If your project data file has columns with only NAs, this code will check for those, provide their column headers for verification, then remove them.

In [15]:
# which have all NAs?
dropped = pd.DataFrame()
for sheet in ['sample_data','prep_data','analysis_data']:
    res = pd.Series(data[sheet].columns[data[sheet].isnull().all(0)],
                name=sheet)
    dropped=pd.concat([dropped,res],axis=1)
    

Which columns in each sheet have only NA values?

In [16]:
dropped

Unnamed: 0,sample_data,prep_data,analysis_data
0,samp_size,drive_location,sop


If you are fine with leaving these columns out, proceed:

In [17]:
for sheet in ['sample_data','prep_data','analysis_data']:
    data[sheet].dropna(axis=1, how='all',inplace=True)

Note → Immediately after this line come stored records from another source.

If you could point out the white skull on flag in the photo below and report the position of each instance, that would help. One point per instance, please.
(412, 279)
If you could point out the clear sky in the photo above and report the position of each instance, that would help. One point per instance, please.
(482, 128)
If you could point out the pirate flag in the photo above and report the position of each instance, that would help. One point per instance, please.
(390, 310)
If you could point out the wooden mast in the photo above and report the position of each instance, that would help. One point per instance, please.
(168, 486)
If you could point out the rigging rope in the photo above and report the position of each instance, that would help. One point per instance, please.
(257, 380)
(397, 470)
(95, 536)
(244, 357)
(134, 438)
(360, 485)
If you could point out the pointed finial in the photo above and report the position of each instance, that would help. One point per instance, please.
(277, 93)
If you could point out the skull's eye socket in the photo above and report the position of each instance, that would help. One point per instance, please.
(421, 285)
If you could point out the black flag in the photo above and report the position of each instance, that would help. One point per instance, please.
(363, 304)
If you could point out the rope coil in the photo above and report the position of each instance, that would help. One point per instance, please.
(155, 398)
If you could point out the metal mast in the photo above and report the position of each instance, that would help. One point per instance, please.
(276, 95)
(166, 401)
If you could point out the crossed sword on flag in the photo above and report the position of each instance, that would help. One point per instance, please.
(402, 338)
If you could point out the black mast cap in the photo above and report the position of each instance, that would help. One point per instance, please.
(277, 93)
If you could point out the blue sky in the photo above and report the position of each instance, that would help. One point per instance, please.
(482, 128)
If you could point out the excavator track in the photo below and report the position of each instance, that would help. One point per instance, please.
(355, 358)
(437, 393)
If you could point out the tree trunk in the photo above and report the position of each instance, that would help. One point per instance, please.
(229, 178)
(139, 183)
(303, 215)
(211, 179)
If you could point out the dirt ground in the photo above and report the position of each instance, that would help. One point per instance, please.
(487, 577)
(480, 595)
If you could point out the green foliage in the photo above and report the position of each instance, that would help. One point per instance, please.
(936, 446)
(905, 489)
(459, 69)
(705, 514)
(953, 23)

Now let's check which columns have missing values in some of the rows. These should be filled in on the Excel sheet with the appropriate term ('not applicable', 'missing', or 'not collected'). Alternatively, you can drop the column if it is not needed for submission to OBIS.

In [18]:
# which columns have missing data (NAs) in some rows
some = pd.DataFrame()
for sheet in ['sample_data','prep_data','analysis_data']:
    res = pd.Series(data[sheet].columns[data[sheet].isnull().any()].tolist(),
                name=sheet)
    some=pd.concat([some,res],axis=1)

In [19]:
some

Unnamed: 0,sample_data,prep_data,analysis_data
0,notes_bottle_metadata,date_sheet_modified,date_sheet_modified
1,date_sheet_modified,modified_by,modified_by
2,modified_by,,


In [20]:
# drop columns with any missing data
for sheet in ['sample_data','prep_data','analysis_data']:
    data[sheet].dropna(axis=1, how='any',inplace=True)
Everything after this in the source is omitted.